Le bureau de poste de ma commune a une immense salle d’accueil. Il est interdit d’y entrer si trois clients sont aux guichets. Il faut attendre une sortie pour y accéder et respecter ainsi le chiffre maximum de 3 clients autorisés dans la salle. Obligation d’entrer masqué. Les employés aux guichets sont protégés par une double paroi de verre avec de petites ouvertures pour le transfert des lettres et des colis postaux.
Au guichet, je pose une question sur le coût de l’envoi vers Paris d’un paquet contenant un livre.
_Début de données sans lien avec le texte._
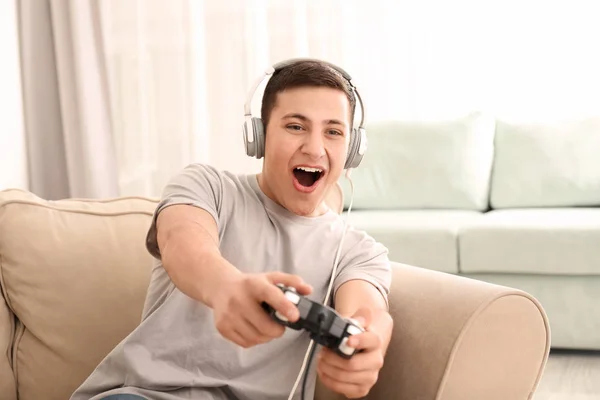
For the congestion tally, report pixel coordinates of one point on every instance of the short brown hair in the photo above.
(304, 73)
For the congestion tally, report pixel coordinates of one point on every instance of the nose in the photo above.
(313, 145)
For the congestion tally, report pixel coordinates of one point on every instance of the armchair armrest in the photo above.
(8, 388)
(458, 338)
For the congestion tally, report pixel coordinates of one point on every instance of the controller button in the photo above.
(353, 330)
(280, 316)
(293, 297)
(344, 348)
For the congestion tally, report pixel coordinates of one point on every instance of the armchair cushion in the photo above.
(75, 273)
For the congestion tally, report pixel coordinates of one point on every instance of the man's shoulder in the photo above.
(207, 173)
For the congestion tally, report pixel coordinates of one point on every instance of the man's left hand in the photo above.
(354, 377)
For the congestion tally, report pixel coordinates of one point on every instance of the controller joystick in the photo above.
(324, 324)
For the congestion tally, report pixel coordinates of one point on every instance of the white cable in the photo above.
(335, 265)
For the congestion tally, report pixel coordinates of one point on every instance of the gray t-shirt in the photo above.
(176, 352)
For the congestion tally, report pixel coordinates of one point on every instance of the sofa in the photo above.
(73, 276)
(505, 201)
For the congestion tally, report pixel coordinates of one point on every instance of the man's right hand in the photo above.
(238, 313)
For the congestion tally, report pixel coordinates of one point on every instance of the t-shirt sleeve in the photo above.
(195, 185)
(364, 259)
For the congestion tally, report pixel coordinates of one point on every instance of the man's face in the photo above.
(305, 150)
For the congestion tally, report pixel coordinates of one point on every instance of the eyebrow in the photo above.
(304, 118)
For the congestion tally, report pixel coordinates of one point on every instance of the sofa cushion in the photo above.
(425, 165)
(75, 274)
(537, 241)
(546, 165)
(424, 238)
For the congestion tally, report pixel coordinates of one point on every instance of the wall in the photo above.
(13, 166)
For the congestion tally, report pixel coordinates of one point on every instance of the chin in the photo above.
(304, 209)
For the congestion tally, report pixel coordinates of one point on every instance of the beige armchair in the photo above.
(73, 276)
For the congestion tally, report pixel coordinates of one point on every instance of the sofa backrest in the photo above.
(74, 274)
(546, 164)
(425, 165)
(478, 163)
L’employée répond. Je ne comprends pas un mot de ce qu’elle dit. Je fais répéter. Idem. A la quatrième reprise, elle se décide d’ouvrir une petite fenêtre de l’épaisse paroi de verre, et je comprends enfin ce qu’il faudra payer. Je m’excuse. Mon grand âge …
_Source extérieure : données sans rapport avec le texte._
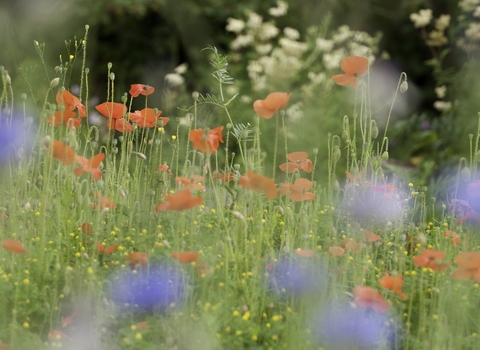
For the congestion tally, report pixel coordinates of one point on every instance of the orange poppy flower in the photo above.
(395, 284)
(111, 110)
(305, 253)
(64, 117)
(297, 160)
(71, 102)
(454, 237)
(141, 89)
(101, 248)
(336, 251)
(137, 259)
(468, 266)
(165, 167)
(353, 66)
(148, 118)
(370, 236)
(432, 259)
(207, 141)
(120, 124)
(275, 101)
(182, 200)
(298, 191)
(369, 297)
(225, 177)
(62, 152)
(259, 184)
(56, 334)
(86, 228)
(103, 202)
(13, 246)
(89, 166)
(186, 257)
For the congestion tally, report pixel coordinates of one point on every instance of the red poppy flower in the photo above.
(147, 118)
(101, 248)
(395, 284)
(274, 102)
(353, 66)
(64, 117)
(336, 251)
(86, 228)
(468, 266)
(141, 89)
(305, 253)
(89, 166)
(259, 184)
(112, 109)
(56, 334)
(71, 102)
(182, 200)
(62, 152)
(369, 297)
(432, 259)
(207, 141)
(298, 191)
(103, 202)
(454, 237)
(225, 177)
(137, 259)
(297, 160)
(186, 257)
(13, 246)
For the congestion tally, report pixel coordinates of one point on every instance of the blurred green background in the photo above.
(146, 39)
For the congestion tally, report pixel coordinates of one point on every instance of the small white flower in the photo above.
(174, 79)
(422, 18)
(280, 10)
(263, 49)
(268, 31)
(254, 20)
(442, 106)
(235, 25)
(291, 33)
(442, 22)
(181, 69)
(441, 91)
(324, 44)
Chez Proximus, le plus grand opérateur téléphonique, je voudrais parler à un être humain pour :
– modifier la teneur de mon abonnement TV, – supprimer certaines chaines superflues – , téléphone fixe, gsm, et mon ordinateur.
– recalculer vers le bas le coût de l’abonnement complet pour l’ensemble.
Mais ce sont toujours des robots qui répondent et me renvoient de l’un à l’autre. Impossible d’entendre une voix humaine à qui expliquer le détail de ce qui ne va pas, tandis que mon argent est pompé chaque mois.
Les médias ne protestent pas face à la robotisation accélérée des affaires et des procédures. La population entière est exploitée. Population d’esclaves et stratégie hypocrite de profiteurs qui font les sourds pour ne rien solutionner.
Même chose dans une puissante banque qui a décidé qu’il ne serait plus permis de recevoir les extraits papiers de mes comptes sinon en payant 1 ou 2 eur par envoi mensuel. J’essaie d’atteindre la banque au n° de téléphone du service « Easy » chargé de la mise en place de cette nouvelle procédure robotique qui met en difficulté les personnes âgées. Pendant vingt minutes, un répondeur et une musique guillerette m’annoncent que je dois patienter, que le personnel est à mon écoute. Après 20 minutes, je raccroche. J’essaierai une autre fois à une autre heure. Le client est roi.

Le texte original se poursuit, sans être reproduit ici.